Part I — Situation overview

On 10 June 2026 Hungary officially submitted to the European Commission its amended recovery and resilience plan (the Recovery and Resilience Facility, abbreviated RRF, is the European Union’s post-coronavirus-crisis reconstruction fund) — the Commission confirmed receipt of the plan to Portfolio. The submission is the implementation of the political agreement of 29 May: Prime Minister Péter Magyar and Commission President Ursula von der Leyen then announced that a total of 16.4 billion euros of EU funds can become available to Hungary — of this, 10 billion euros from the recovery facility (6.5 billion in non-repayable grants and 3.5 billion in concessional loans), and a further 6.4 billion from the previously frozen cohesion funds. According to the Commission’s information, the amended plan “contains wide-ranging reforms, including measures aimed at addressing corruption and rule-of-law concerns”, while its investment elements concern energy, housing, transport and small and medium-sized enterprises. The Commission promises a rapid assessment, the goal being Council approval in July — the actual drawdown of the funds can begin only after the formal EU decisions.

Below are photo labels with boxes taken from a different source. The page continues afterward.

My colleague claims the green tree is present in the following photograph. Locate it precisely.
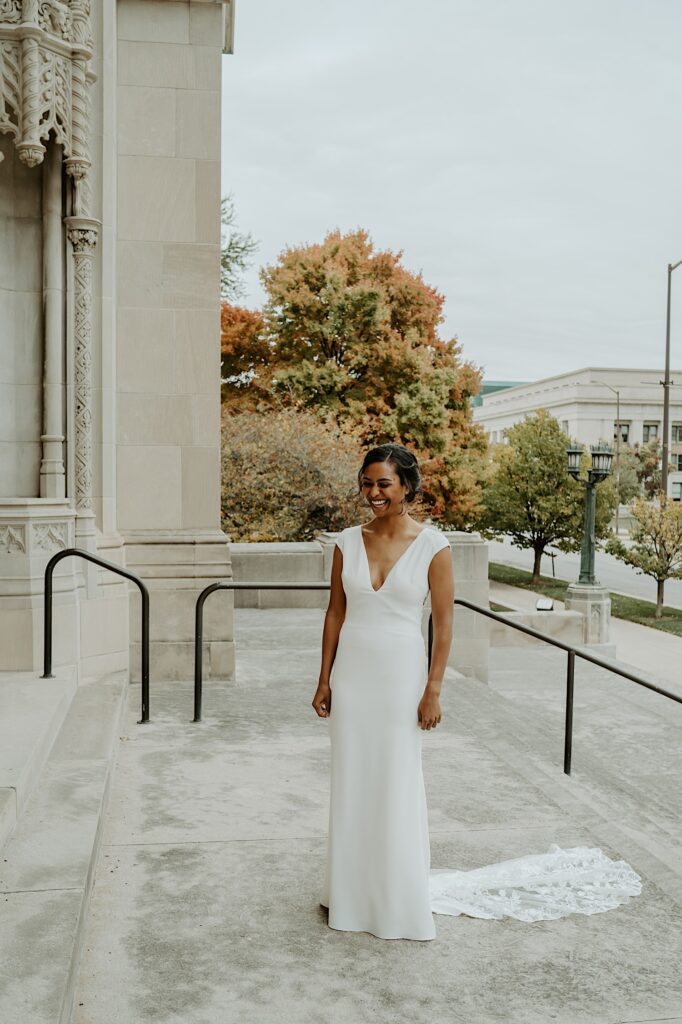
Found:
[253,230,486,528]
[221,406,367,542]
[220,194,258,302]
[479,410,615,583]
[607,493,682,618]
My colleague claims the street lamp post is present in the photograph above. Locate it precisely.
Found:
[594,381,621,537]
[565,443,613,647]
[660,259,682,498]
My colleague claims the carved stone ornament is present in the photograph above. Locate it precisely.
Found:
[0,524,26,555]
[33,522,67,554]
[0,0,93,188]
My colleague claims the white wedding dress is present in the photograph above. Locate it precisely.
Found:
[319,525,641,939]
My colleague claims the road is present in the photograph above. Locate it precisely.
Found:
[483,541,682,608]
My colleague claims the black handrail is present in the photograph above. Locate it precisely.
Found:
[455,597,682,775]
[42,548,150,725]
[193,580,682,775]
[191,580,331,722]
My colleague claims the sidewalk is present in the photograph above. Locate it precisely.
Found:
[489,581,682,692]
[74,609,682,1024]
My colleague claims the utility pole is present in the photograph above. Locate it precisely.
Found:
[660,259,682,498]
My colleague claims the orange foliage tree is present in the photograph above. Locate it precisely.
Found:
[261,230,486,528]
[222,230,486,528]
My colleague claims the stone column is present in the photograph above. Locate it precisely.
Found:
[40,144,66,498]
[66,217,99,551]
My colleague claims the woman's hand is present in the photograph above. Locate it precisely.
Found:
[417,686,440,729]
[312,683,332,718]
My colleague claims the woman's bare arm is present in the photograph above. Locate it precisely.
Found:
[417,547,455,729]
[312,545,346,718]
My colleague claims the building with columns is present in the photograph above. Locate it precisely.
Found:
[0,0,233,678]
[474,367,682,501]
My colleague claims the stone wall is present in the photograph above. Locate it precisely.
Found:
[116,0,233,678]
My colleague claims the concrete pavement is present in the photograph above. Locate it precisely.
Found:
[74,609,682,1024]
[489,582,682,692]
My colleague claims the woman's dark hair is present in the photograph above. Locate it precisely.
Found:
[357,441,422,502]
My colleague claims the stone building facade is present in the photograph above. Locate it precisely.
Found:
[474,367,682,502]
[0,0,233,678]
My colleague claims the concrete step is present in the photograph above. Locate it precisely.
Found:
[0,672,78,850]
[0,677,127,1024]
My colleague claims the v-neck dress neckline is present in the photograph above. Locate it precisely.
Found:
[357,525,427,594]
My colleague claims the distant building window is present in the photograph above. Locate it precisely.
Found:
[613,423,630,444]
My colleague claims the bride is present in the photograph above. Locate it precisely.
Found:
[312,443,641,940]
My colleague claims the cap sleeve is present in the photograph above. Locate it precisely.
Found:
[429,527,450,554]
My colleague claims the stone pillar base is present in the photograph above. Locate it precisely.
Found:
[124,530,235,684]
[565,583,615,656]
[0,498,80,673]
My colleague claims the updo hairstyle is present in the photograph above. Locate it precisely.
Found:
[357,441,422,503]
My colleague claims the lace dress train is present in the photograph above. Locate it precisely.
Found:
[319,526,641,940]
[429,843,642,922]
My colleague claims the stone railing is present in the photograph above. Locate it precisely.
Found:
[229,530,489,682]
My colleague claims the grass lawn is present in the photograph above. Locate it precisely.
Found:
[488,562,682,637]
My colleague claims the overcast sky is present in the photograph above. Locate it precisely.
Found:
[222,0,682,380]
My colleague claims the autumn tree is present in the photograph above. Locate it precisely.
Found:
[220,302,273,412]
[607,493,682,618]
[221,406,367,542]
[252,230,486,527]
[479,410,615,583]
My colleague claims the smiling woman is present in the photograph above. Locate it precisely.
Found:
[312,444,641,940]
[313,444,454,939]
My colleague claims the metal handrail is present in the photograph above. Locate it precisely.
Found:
[450,597,682,775]
[191,580,331,722]
[193,580,682,775]
[41,548,150,725]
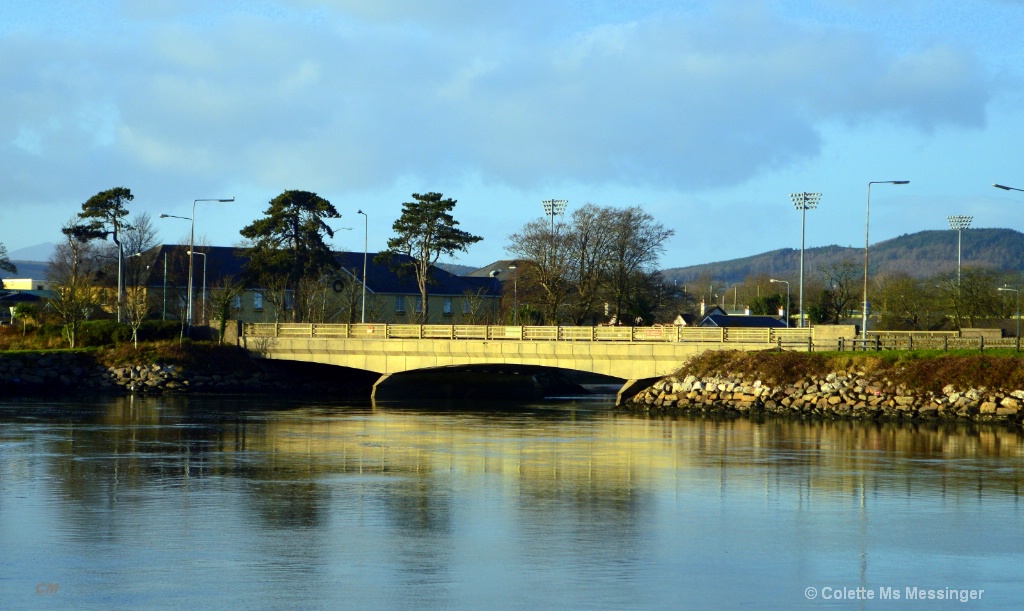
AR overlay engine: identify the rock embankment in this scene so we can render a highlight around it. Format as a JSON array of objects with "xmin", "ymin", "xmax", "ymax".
[
  {"xmin": 0, "ymin": 352, "xmax": 327, "ymax": 394},
  {"xmin": 627, "ymin": 372, "xmax": 1024, "ymax": 424}
]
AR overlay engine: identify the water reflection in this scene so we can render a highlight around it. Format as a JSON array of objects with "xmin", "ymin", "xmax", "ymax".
[{"xmin": 0, "ymin": 398, "xmax": 1024, "ymax": 608}]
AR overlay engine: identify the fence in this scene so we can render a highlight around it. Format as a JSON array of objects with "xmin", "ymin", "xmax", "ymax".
[{"xmin": 244, "ymin": 322, "xmax": 812, "ymax": 346}]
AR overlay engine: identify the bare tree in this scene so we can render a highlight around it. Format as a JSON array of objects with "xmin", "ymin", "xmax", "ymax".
[
  {"xmin": 808, "ymin": 261, "xmax": 861, "ymax": 324},
  {"xmin": 506, "ymin": 219, "xmax": 572, "ymax": 324},
  {"xmin": 566, "ymin": 204, "xmax": 614, "ymax": 324},
  {"xmin": 46, "ymin": 219, "xmax": 99, "ymax": 348},
  {"xmin": 608, "ymin": 206, "xmax": 675, "ymax": 320},
  {"xmin": 210, "ymin": 275, "xmax": 245, "ymax": 343}
]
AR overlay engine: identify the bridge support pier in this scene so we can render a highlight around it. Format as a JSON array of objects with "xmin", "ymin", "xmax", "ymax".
[{"xmin": 615, "ymin": 378, "xmax": 660, "ymax": 406}]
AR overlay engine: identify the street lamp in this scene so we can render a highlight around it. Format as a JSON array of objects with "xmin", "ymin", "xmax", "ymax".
[
  {"xmin": 997, "ymin": 287, "xmax": 1021, "ymax": 352},
  {"xmin": 946, "ymin": 214, "xmax": 974, "ymax": 287},
  {"xmin": 160, "ymin": 214, "xmax": 193, "ymax": 323},
  {"xmin": 541, "ymin": 200, "xmax": 569, "ymax": 237},
  {"xmin": 355, "ymin": 210, "xmax": 370, "ymax": 324},
  {"xmin": 187, "ymin": 198, "xmax": 234, "ymax": 331},
  {"xmin": 509, "ymin": 263, "xmax": 519, "ymax": 326},
  {"xmin": 762, "ymin": 276, "xmax": 786, "ymax": 328},
  {"xmin": 188, "ymin": 251, "xmax": 206, "ymax": 324},
  {"xmin": 785, "ymin": 193, "xmax": 821, "ymax": 329},
  {"xmin": 860, "ymin": 180, "xmax": 910, "ymax": 340}
]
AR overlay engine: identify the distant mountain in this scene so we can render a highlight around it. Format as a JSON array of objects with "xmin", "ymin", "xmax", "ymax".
[
  {"xmin": 7, "ymin": 242, "xmax": 57, "ymax": 261},
  {"xmin": 437, "ymin": 263, "xmax": 477, "ymax": 275},
  {"xmin": 0, "ymin": 259, "xmax": 47, "ymax": 280},
  {"xmin": 662, "ymin": 229, "xmax": 1024, "ymax": 283}
]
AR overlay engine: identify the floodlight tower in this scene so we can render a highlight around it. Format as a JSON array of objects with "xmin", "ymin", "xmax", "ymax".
[
  {"xmin": 946, "ymin": 214, "xmax": 974, "ymax": 287},
  {"xmin": 541, "ymin": 200, "xmax": 569, "ymax": 235},
  {"xmin": 785, "ymin": 193, "xmax": 821, "ymax": 329}
]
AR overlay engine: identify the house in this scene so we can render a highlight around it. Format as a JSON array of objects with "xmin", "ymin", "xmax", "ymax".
[{"xmin": 124, "ymin": 245, "xmax": 501, "ymax": 324}]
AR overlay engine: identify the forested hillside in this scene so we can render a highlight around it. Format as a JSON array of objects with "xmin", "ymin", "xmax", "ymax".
[{"xmin": 662, "ymin": 229, "xmax": 1024, "ymax": 283}]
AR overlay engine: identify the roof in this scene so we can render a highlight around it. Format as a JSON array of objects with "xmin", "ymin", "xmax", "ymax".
[
  {"xmin": 697, "ymin": 314, "xmax": 785, "ymax": 329},
  {"xmin": 463, "ymin": 259, "xmax": 523, "ymax": 282},
  {"xmin": 133, "ymin": 245, "xmax": 501, "ymax": 296}
]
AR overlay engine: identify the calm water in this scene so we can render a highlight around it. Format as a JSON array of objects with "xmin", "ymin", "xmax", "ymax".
[{"xmin": 0, "ymin": 398, "xmax": 1024, "ymax": 609}]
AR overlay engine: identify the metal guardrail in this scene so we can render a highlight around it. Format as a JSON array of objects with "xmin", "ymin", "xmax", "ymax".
[
  {"xmin": 243, "ymin": 322, "xmax": 1020, "ymax": 351},
  {"xmin": 243, "ymin": 322, "xmax": 812, "ymax": 345}
]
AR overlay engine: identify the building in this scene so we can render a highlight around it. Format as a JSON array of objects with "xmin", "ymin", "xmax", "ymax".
[{"xmin": 124, "ymin": 245, "xmax": 501, "ymax": 324}]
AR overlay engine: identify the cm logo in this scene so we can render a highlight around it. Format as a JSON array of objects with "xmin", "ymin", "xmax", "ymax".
[{"xmin": 36, "ymin": 583, "xmax": 60, "ymax": 596}]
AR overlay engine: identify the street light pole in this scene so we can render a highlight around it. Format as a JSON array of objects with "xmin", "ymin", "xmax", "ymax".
[
  {"xmin": 762, "ymin": 276, "xmax": 790, "ymax": 329},
  {"xmin": 509, "ymin": 263, "xmax": 519, "ymax": 326},
  {"xmin": 188, "ymin": 251, "xmax": 207, "ymax": 324},
  {"xmin": 187, "ymin": 198, "xmax": 234, "ymax": 335},
  {"xmin": 860, "ymin": 180, "xmax": 910, "ymax": 340},
  {"xmin": 946, "ymin": 214, "xmax": 974, "ymax": 289},
  {"xmin": 355, "ymin": 210, "xmax": 370, "ymax": 324},
  {"xmin": 785, "ymin": 193, "xmax": 821, "ymax": 329},
  {"xmin": 997, "ymin": 287, "xmax": 1021, "ymax": 352}
]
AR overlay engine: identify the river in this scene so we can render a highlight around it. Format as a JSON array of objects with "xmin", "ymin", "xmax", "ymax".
[{"xmin": 0, "ymin": 397, "xmax": 1024, "ymax": 609}]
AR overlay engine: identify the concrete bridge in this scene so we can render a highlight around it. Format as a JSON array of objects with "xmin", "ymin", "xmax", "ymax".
[{"xmin": 241, "ymin": 323, "xmax": 814, "ymax": 403}]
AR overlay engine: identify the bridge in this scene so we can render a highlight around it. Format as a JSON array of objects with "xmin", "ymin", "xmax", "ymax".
[{"xmin": 240, "ymin": 323, "xmax": 815, "ymax": 403}]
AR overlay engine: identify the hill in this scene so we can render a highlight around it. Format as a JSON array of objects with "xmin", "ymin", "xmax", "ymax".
[{"xmin": 662, "ymin": 229, "xmax": 1024, "ymax": 283}]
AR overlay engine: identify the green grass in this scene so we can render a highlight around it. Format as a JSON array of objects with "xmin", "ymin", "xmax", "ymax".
[{"xmin": 676, "ymin": 350, "xmax": 1024, "ymax": 392}]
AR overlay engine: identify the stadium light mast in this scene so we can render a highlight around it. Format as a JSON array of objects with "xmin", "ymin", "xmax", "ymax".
[{"xmin": 785, "ymin": 193, "xmax": 821, "ymax": 329}]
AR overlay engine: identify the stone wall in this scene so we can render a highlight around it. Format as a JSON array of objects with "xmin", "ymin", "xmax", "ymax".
[{"xmin": 626, "ymin": 370, "xmax": 1024, "ymax": 425}]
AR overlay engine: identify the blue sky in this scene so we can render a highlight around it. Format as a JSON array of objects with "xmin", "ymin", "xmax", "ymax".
[{"xmin": 0, "ymin": 0, "xmax": 1024, "ymax": 267}]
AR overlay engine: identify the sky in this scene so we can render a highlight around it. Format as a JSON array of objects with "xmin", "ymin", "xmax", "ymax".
[{"xmin": 0, "ymin": 0, "xmax": 1024, "ymax": 268}]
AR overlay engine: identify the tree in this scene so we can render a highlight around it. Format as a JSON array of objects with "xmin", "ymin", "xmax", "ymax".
[
  {"xmin": 210, "ymin": 275, "xmax": 245, "ymax": 343},
  {"xmin": 378, "ymin": 192, "xmax": 483, "ymax": 322},
  {"xmin": 608, "ymin": 206, "xmax": 675, "ymax": 320},
  {"xmin": 566, "ymin": 204, "xmax": 613, "ymax": 324},
  {"xmin": 241, "ymin": 190, "xmax": 341, "ymax": 321},
  {"xmin": 71, "ymin": 186, "xmax": 135, "ymax": 322},
  {"xmin": 46, "ymin": 219, "xmax": 99, "ymax": 348},
  {"xmin": 808, "ymin": 261, "xmax": 861, "ymax": 324},
  {"xmin": 506, "ymin": 219, "xmax": 572, "ymax": 324}
]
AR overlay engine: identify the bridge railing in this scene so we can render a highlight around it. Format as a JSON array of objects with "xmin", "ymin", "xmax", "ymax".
[{"xmin": 243, "ymin": 322, "xmax": 811, "ymax": 344}]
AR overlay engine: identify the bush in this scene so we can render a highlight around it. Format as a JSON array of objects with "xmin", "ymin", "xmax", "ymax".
[
  {"xmin": 75, "ymin": 320, "xmax": 131, "ymax": 348},
  {"xmin": 137, "ymin": 320, "xmax": 181, "ymax": 342}
]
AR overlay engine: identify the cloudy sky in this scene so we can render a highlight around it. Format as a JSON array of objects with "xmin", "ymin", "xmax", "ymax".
[{"xmin": 0, "ymin": 0, "xmax": 1024, "ymax": 267}]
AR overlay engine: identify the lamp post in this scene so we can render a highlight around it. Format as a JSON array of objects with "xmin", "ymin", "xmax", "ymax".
[
  {"xmin": 946, "ymin": 214, "xmax": 974, "ymax": 288},
  {"xmin": 860, "ymin": 180, "xmax": 910, "ymax": 340},
  {"xmin": 355, "ymin": 210, "xmax": 370, "ymax": 324},
  {"xmin": 785, "ymin": 193, "xmax": 821, "ymax": 329},
  {"xmin": 160, "ymin": 214, "xmax": 193, "ymax": 323},
  {"xmin": 160, "ymin": 251, "xmax": 167, "ymax": 320},
  {"xmin": 187, "ymin": 198, "xmax": 234, "ymax": 332},
  {"xmin": 997, "ymin": 287, "xmax": 1021, "ymax": 352},
  {"xmin": 188, "ymin": 251, "xmax": 206, "ymax": 324},
  {"xmin": 509, "ymin": 263, "xmax": 519, "ymax": 326},
  {"xmin": 762, "ymin": 276, "xmax": 790, "ymax": 328}
]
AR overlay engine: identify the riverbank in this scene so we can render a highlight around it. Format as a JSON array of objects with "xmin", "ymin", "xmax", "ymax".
[
  {"xmin": 0, "ymin": 343, "xmax": 376, "ymax": 395},
  {"xmin": 624, "ymin": 351, "xmax": 1024, "ymax": 426}
]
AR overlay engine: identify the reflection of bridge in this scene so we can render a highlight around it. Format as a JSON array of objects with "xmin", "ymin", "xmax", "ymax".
[{"xmin": 242, "ymin": 323, "xmax": 811, "ymax": 403}]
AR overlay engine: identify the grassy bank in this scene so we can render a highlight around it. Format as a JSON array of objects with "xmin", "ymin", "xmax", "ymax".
[{"xmin": 675, "ymin": 350, "xmax": 1024, "ymax": 392}]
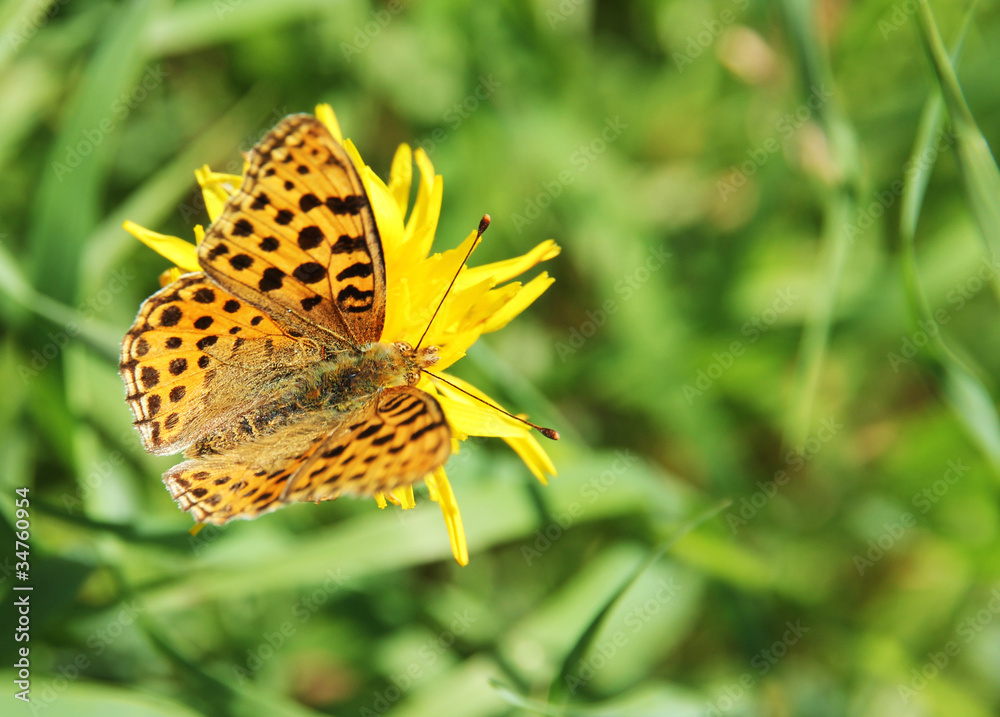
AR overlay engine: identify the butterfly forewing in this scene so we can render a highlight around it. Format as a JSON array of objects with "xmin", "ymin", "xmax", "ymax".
[{"xmin": 198, "ymin": 115, "xmax": 386, "ymax": 344}]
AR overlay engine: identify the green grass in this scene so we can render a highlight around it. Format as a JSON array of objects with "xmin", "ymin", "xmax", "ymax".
[{"xmin": 0, "ymin": 0, "xmax": 1000, "ymax": 717}]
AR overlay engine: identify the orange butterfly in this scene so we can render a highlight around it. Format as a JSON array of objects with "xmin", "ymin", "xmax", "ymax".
[{"xmin": 120, "ymin": 115, "xmax": 458, "ymax": 525}]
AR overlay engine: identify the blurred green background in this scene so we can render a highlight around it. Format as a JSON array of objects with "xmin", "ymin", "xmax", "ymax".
[{"xmin": 0, "ymin": 0, "xmax": 1000, "ymax": 717}]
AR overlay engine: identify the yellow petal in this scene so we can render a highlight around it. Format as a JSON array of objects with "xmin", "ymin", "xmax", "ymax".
[
  {"xmin": 424, "ymin": 468, "xmax": 469, "ymax": 566},
  {"xmin": 406, "ymin": 148, "xmax": 444, "ymax": 256},
  {"xmin": 437, "ymin": 386, "xmax": 530, "ymax": 438},
  {"xmin": 122, "ymin": 220, "xmax": 201, "ymax": 271},
  {"xmin": 316, "ymin": 103, "xmax": 344, "ymax": 144},
  {"xmin": 504, "ymin": 433, "xmax": 556, "ymax": 485},
  {"xmin": 157, "ymin": 266, "xmax": 181, "ymax": 289},
  {"xmin": 194, "ymin": 164, "xmax": 243, "ymax": 222},
  {"xmin": 389, "ymin": 144, "xmax": 413, "ymax": 217},
  {"xmin": 482, "ymin": 271, "xmax": 555, "ymax": 334},
  {"xmin": 461, "ymin": 239, "xmax": 562, "ymax": 284},
  {"xmin": 361, "ymin": 167, "xmax": 403, "ymax": 256},
  {"xmin": 342, "ymin": 139, "xmax": 368, "ymax": 179}
]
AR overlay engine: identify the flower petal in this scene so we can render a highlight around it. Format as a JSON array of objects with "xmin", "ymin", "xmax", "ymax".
[
  {"xmin": 482, "ymin": 271, "xmax": 555, "ymax": 334},
  {"xmin": 461, "ymin": 239, "xmax": 562, "ymax": 284},
  {"xmin": 122, "ymin": 220, "xmax": 201, "ymax": 271},
  {"xmin": 392, "ymin": 485, "xmax": 417, "ymax": 510},
  {"xmin": 431, "ymin": 374, "xmax": 531, "ymax": 437},
  {"xmin": 389, "ymin": 144, "xmax": 413, "ymax": 217},
  {"xmin": 424, "ymin": 468, "xmax": 469, "ymax": 566},
  {"xmin": 504, "ymin": 433, "xmax": 556, "ymax": 485},
  {"xmin": 194, "ymin": 164, "xmax": 243, "ymax": 222}
]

The plan amendment is needed because the previous government fell so far behind in implementing the undertaken reforms and investments that only about 2.6 billion euros’ worth — roughly a quarter of the total — of the earlier plan’s commitments could be retained. The deadlines are therefore extremely tight: the goals undertaken in the plan must be achieved by the end of August, the Hungarian state may submit a payment request by the end of September, and the Union may pay by the end of December. In this rush, on the very day of the submission the government put out for public consultation two energy calls for proposals with a total budget of 540 billion forints: 54 billion for smart electricity meters, 486 billion for the grid integration of weather-dependent renewable energy sources — solar panels above all. Only the electricity-network licensees can apply: the transmission system operator (MAVIR) and the regional distribution companies — E.ON, Opus Titász, ELMŰ and MVM’s network companies. 24.hu also raised the point: through Opus Titász, belonging to the interests of the Felcsút billionaire Lőrinc Mészáros, part of the money may go to the former beneficiary circle.

MIAK’s reading: the submission is a genuine milestone, and the forced tempo is justified by the deadlines — but hundreds of billions announced before approval, for a narrow circle of applicants partly overlapping with the old beneficiary circle, carry precisely the fund-allocation risk for whose handling the EU conditionality system came into being in the first place. The stake is not whether implementation is fast, but whether the speed remains controlled.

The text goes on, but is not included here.